Its business as usual where Group II and Group III grades are concerned. These oils appear to be maintaining their price levels and have not been forced downwards to the same extent as Group I material. This is partly due to the smaller quantities being sold in the market, and of course the way in which these volumes are sold. The majority of sales of Group II and Group III material are promoted under contract, or longer term arrangement, rather than the spot sales and purchases associated with Group I production.

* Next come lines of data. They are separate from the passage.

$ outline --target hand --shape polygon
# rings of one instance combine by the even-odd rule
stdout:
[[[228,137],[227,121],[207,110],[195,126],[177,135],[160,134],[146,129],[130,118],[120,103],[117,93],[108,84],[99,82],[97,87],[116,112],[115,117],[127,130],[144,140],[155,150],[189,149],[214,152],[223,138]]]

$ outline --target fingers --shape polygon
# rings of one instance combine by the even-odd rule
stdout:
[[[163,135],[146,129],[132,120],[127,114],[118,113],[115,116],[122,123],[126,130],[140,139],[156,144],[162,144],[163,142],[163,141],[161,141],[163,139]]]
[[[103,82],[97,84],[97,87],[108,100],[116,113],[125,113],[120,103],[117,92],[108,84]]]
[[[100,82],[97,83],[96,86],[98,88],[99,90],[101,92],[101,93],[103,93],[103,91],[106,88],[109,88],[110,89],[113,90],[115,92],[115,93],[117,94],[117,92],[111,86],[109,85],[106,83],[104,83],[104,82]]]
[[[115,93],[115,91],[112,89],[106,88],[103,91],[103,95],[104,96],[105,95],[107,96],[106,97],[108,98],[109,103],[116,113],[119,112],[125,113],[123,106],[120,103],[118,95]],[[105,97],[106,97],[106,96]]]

Interestingly, some producers and traders are seeing a number of enquiries from far flung locations from buyers who have witnessed, and who wish to benefit from the downturn in Group I pricing in Europe. Many of these buyers are looking to import relatively small quantities of poorer quality base oils in flexi-containers, where liner freight levels allow this form of delivery to compete with seaborne cargoes. Areas such as Southwest Africa, East Africa, and even Australia are looking to ride on the back of the current low European prices, and are actively engaged in setting up new supply points for their domestic blending.

The pricing for this method of supply can, in many cases, be more efficient than talking cargo-size parcels and using a break-bulk operation to supply many smaller receivers. For example, European Group I solvent neutrals can be delivered CIF to the locations above at prices in the range of $550 to $650/t. This is a more economic option than having to purchase local supplies of Group I or Group II/III material whose prices can be in excess of $700/t delivered.

The activity at last weeks I.P. meetings and the ICIS base oil conference in particular may have focused many players minds on the current situation in the region, and may indeed have promoted some of the discussions regarding how fast prices have fallen, and how far these levels still may fall before levelling out or even moving back up. With the sore heads and the bleary eyes forgotten, is there a now a harsh realisation that we have arrived?